Signac fut l'un de ces peintres éblouis par la Méditerranée et une exposition (jusqu'au 28 mai 2001) lui est entièrement dédiée à partir du mois de mars. On sait que Paul Signac est l'un des représentants du mouvement pointilliste, qu'il fut très ami avec Seurat, le théoricien du néo-impressionnisme. Mais on sait moins sa passion de la mer et des voyages, et son œuvre, mal connue du grand public, méritait depuis longtemps une rétrospective. Avec des toiles venues du monde entier, l'exposition s'attachera à montrer les différentes facettes de son art.

La baie de Cassis,

 de Paul Signac (1889).


    Il existe un mythe moderne de la côte méditerranéenne, dont les origines remontent au XIXème siècle, qui a vu la naissance du tourisme et l'apparition des stations balnéaires.

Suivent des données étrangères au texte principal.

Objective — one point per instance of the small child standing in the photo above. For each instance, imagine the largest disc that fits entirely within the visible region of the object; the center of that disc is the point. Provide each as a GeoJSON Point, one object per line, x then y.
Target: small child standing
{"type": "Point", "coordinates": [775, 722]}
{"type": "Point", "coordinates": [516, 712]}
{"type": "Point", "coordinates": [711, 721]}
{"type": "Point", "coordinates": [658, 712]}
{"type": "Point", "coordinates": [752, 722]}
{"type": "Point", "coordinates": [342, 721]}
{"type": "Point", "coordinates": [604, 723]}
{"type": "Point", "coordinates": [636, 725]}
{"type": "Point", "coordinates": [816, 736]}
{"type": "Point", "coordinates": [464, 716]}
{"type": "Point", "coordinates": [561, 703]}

    Mais ce mythe se réduit souvent à une imagerie faite de clichés qui cachent ou font oublier le rôle essentiel que cette région, comprise ici entre la Catalogne et la Ligurie, a joué à un moment décisif de l'histoire de la peinture européenne.

    L'exposition qui s'est tenue aux Galeries nationales du Grand Palais jusqu'au 15 janvier 2001 s'attache à faire comprendre ce que les artistes vinrent chercher à Antibes, Bordighera, Cadaquès, Cagnes, Collioure, L'Estaque ou Saint-Tropez, et comment, à travers leurs personnalités diverses, ils perçurent des paysages maritimes qui, jusque-là, n'avaient pas été peints.

    Ce fil conducteur mène de Courbet, avec un tableau qui est une sorte de Bonjour la Méditerranée, aux fenêtres ouvertes sur la lumière de Matisse ou de Bonnard, en passant par les hymnes au mistral de Monet, les pétillements organisés de Cross ou Signac, les mythologies modernités, de Puvis de Chavannes à Picasso, et le fauvisme flamboyant de Derain, Braque, et Matisse.

    Quatre-vingt dix tableaux de très grande qualité, en provenance de collections particulières et de musées du monde entier mettent en évidence la fascination que la côte méditerranéenne a exercé sur ces peintres, surtout ceux nés dans le nord de la France et l'Europe.

    La lumière et les couleurs de la Méditerranée sont désormais une école de liberté, de délectation sensuelle et picturale.